Explainable and Privacy-Preserving Machine Learning via Domain-Aware Symbolic Regression

Kei Sen Fong, Mehul Motani

View paper (PDF)

Abstract: Explainability and privacy are the top concerns in machine learning (ML) for medical applications. In this paper, we propose a novel method, Domain-Aware Symbolic Regression with Homomorphic Encryption (DASR-HE), that addresses both concerns simultaneously by: (i) producing domain-aware, intuitive and explainable models that do not require the end-user to possess ML expertise and (ii) training only on securely encrypted data without access to actual data values or model parameters. DASR-HE is based on Symbolic Regression (SR), which is a first-class ML approach that produces simple and concise equations for regression, requiring no ML expertise to interpret.
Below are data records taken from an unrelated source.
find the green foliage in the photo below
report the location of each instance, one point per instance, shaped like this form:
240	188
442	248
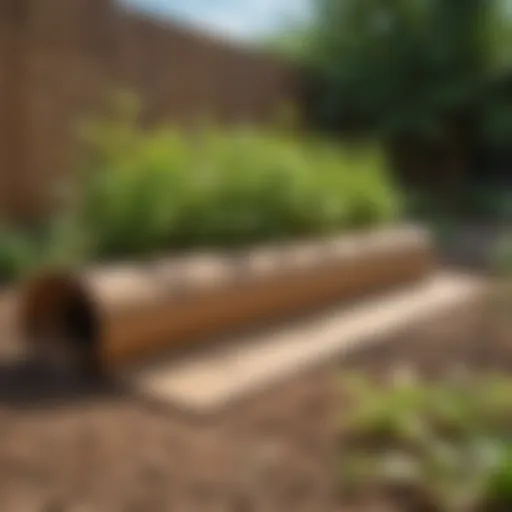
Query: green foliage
149	191
448	443
24	251
405	67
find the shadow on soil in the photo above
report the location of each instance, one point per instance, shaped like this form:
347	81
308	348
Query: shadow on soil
27	385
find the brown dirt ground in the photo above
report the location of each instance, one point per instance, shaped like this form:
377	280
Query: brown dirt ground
68	447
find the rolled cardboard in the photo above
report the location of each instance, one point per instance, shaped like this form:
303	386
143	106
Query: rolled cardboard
112	316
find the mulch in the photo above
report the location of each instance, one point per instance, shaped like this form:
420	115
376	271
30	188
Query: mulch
69	447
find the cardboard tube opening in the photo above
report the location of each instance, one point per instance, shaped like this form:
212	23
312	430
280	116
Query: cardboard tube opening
61	324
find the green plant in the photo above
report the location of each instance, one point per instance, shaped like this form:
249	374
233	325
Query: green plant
153	190
445	444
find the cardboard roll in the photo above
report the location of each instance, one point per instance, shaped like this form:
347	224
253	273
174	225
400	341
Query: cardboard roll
104	318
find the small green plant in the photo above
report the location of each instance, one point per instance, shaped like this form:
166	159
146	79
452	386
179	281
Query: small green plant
154	190
443	446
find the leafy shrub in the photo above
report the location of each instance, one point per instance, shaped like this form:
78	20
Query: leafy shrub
442	447
152	190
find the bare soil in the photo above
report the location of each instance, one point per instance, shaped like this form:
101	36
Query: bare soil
81	447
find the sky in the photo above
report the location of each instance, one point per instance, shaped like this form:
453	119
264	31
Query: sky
237	19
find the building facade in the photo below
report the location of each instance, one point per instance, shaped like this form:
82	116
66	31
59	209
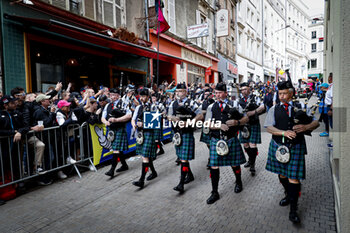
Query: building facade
297	39
337	62
315	65
249	40
274	31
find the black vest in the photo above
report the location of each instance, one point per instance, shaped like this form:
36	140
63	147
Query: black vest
284	122
253	120
217	115
175	107
110	107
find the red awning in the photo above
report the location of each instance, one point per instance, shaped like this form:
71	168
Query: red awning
93	38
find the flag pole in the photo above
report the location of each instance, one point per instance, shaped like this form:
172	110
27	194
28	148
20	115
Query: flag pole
158	32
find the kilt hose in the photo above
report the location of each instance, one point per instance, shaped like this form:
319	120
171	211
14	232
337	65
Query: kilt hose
235	156
120	142
255	135
205	138
148	148
295	168
185	151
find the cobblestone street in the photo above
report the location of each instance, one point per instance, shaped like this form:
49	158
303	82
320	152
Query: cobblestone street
96	203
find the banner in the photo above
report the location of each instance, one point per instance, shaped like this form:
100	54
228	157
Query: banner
195	31
222	23
102	147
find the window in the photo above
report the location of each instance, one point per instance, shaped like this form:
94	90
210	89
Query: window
313	47
313	35
113	13
313	63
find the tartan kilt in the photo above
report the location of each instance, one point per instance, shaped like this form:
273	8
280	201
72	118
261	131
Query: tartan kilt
255	135
120	142
235	156
185	151
158	134
295	168
205	138
148	148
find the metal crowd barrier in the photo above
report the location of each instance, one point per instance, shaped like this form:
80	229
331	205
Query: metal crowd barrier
47	150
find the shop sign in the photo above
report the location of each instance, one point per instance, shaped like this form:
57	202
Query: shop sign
195	58
199	30
250	66
232	68
222	23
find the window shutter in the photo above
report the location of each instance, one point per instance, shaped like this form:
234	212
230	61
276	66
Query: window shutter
90	9
210	37
171	16
198	21
108	13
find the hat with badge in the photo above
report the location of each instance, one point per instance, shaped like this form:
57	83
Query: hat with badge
144	91
7	99
42	97
114	90
181	86
221	87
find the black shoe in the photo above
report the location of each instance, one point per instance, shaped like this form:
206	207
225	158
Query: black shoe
139	183
252	170
213	198
152	176
2	202
122	168
188	179
110	173
293	217
285	201
179	188
238	187
161	151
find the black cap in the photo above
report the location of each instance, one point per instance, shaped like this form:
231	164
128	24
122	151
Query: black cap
284	85
103	98
114	90
245	84
221	87
7	99
144	91
181	86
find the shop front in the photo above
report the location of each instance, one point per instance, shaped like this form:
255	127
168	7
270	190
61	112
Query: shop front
196	66
54	50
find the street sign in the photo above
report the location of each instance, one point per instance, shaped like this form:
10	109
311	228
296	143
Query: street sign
199	30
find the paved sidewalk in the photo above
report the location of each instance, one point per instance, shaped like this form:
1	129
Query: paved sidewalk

In our work, we improve the performance of SR algorithms by using existing domain-specific medical equations to augment the search space of equations, decreasing the search complexity and producing equations that are similar in structure to those used in practice. To preserve the privacy of the medical data, we enable our algorithm to learn on data that is homomorphically encrypted (HE), meaning that arithmetic operations can be done in the encrypted space. This makes HE suitable for machine learning algorithms to learn models without access to the actual data values or model parameters. We evaluate DASR-HE on three medical tasks, namely predicting glomerular filtration rate, endotracheal tube (ETT) internal diameter and ETT depth and find that DASR-HE outperforms existing medical equations, other SR ML algorithms and other explainable ML algorithms.